Önemle belirtmek gerekir ki, evlatlığın, miras ve başka haklarının zedelenmemesi, aile bağlarının devam etmesi için evlatlığın naklen geldiği aile kütüğü ile evlat edinenin aile kütüğü arasında her türlü bağ kurulur ve Türk Medeni Kanunu'nun 500. maddesine göre de evlatlık ve alt soyu evlat edinene kan hısımı gibi mirasçı olurlar, evlatlığın kendi ailesindeki mirasçılığı da devam eder.

Evlatlığın kendi ailesindeki mirasçılığının devam edebilmesinin doğal soybağı ilişkisinin kurulması ile mümkün bulunduğu çok açık bir gerçektir. Somut olayın bir de bu açıdan değerlendirilmesi gerekmektedir.

Tüm bu nedenlerle; az yukarıda ayrıntılı olarak açıklanan bu maddi ve hukuki vakıalar gözetilmeden ve kanunun yorumunda hataya düşülerek, Türk Medeni Kanunu'nun 1. maddesinin 2. fıkrası da gözardı edilmek suretiyle yazılı şekilde davanın reddine karar verilmiş olması doğru görülmemiştir.

Bu itibarla, yukarıda açıklanan esaslar gözönünde tutulmaksızın yazılı şekilde hüküm tesisi isabetsiz, temyiz itirazları bu nedenlerle yerinde olduğundan kabulü ile hükmün HUMK.nun 428.maddesi gereğince BOZULMASINA, temyiz peşin harcının istek halinde temyiz edene iadesine, 19.01.2015 gününde oyçokluğuyla karar verildi.

KARŞI OY

4721 sayılı Türk Medeni Kanunu'nun 282. maddesinde; "Çocuk ile ana arasında soybağı doğumla kurulur. Çocuk ile baba arasında soybağı, ana ile evlilik, tanıma veya hakim hükmüyle kurulur. Soybağı ayrıca evlat edinme yoluyla da kurulur." Aynı Yasanın 295. maddesinde; "Tanıma babanın, nüfus memuruna veya mahkemeye yazılı başvurusu ya da resmi senette veya vasiyetnamesinde yapacağı beyanla olur. Tanıma beyanında bulunan kimse küçük veya kısıtlı ise, veli veya vasisinin de rızası gereklidir. Başka bir erkek ile soybağı bulunan çocuk, bu bağ geçersiz kılınmadıkça tanınamaz." hükümlerine yer verilmiştir.

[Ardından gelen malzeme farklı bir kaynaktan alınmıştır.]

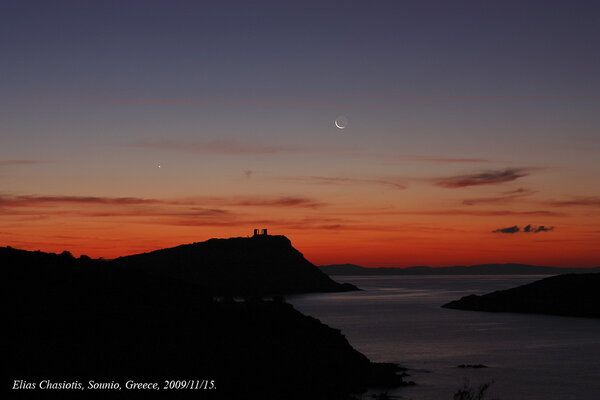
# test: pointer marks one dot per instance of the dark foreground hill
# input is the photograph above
(68, 319)
(569, 295)
(247, 266)
(481, 269)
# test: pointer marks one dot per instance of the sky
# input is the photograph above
(473, 129)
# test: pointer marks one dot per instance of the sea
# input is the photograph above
(399, 319)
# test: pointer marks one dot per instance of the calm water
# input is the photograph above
(399, 319)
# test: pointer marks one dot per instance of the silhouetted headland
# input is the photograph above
(576, 295)
(79, 319)
(257, 265)
(481, 269)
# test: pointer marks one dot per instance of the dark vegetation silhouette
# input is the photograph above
(576, 295)
(470, 392)
(78, 319)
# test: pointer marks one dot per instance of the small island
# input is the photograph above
(575, 295)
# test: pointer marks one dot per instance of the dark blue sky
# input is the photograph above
(235, 101)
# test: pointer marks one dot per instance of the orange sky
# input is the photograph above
(128, 128)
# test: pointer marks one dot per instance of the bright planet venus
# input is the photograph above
(341, 122)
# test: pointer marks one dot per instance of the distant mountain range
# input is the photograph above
(574, 295)
(481, 269)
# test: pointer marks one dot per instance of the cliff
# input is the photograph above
(80, 319)
(568, 295)
(238, 266)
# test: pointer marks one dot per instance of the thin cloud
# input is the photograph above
(463, 212)
(274, 202)
(526, 229)
(282, 201)
(506, 197)
(341, 181)
(482, 178)
(575, 202)
(223, 147)
(24, 201)
(449, 159)
(7, 163)
(510, 229)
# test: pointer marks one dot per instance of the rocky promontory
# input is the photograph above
(575, 295)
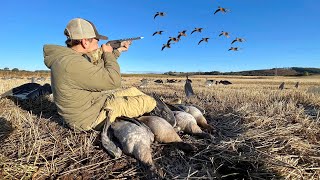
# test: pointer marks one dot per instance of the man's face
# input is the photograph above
(93, 45)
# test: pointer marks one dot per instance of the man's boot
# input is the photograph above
(107, 143)
(162, 110)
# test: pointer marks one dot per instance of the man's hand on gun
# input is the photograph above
(123, 47)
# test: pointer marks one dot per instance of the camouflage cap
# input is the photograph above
(79, 28)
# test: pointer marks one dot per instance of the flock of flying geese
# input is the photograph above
(199, 30)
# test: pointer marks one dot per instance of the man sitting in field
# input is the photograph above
(87, 94)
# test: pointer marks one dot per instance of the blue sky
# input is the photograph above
(279, 33)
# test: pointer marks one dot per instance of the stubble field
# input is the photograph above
(261, 133)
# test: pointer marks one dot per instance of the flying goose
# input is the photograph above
(166, 46)
(182, 33)
(234, 49)
(238, 39)
(197, 30)
(157, 32)
(221, 9)
(224, 33)
(172, 39)
(159, 14)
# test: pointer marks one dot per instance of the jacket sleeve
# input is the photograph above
(85, 75)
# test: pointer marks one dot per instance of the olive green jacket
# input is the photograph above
(78, 84)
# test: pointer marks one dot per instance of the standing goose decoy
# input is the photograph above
(203, 39)
(172, 39)
(157, 32)
(135, 139)
(182, 33)
(238, 39)
(188, 124)
(188, 88)
(221, 9)
(165, 46)
(197, 30)
(281, 87)
(159, 14)
(144, 83)
(209, 82)
(226, 34)
(165, 133)
(234, 49)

Somut olayda; dava, davalı ...'ün davacı ... ile evlilik dışı ilişkisinden olduğu ileri sürülen küçük Kıvanç'ın davacı tarafından tanınması istemine ilişkindir. Dosyadaki bilgi ve belgelerden, davaya konu tanınmak istenen küçük ...'ın 14.01.2006 doğumlu olduğu, annesi ...ün nüfus hanesine 04.04.2006 tarihinde tescil edildiği, ... ve ...çifti tarafından ... Aile Mahkemesi'nin 2007/650 Esas ve 2007/885 Karar sayılı ilamı ile evlat edinildiği, evlat edinme sonrası isminin ... olarak değiştirildiği anlaşılmaktadır.

Yukarıda gösterilen yasal düzenlemeler dikkate alındığında ...ile ...arasında evlat edinme ile baba yönünden soybağı ilişkisi kurulmuş olup, bu bağ koparılmadıkça çocuğun davacı ...tarafından tanınması mümkün bulunmadığından, dosyadaki bilgi ve belgeler ile kararın dayandığı deliller ve kanuni gerektirici sebeplere göre yerinde görülmeyen temyiz itirazlarının reddi ile usul ve kanuna uygun olan mahkeme kararının onanması gerektiğinden sayın çoğunluğun bozma yönündeki görüşüne katılmıyoruz.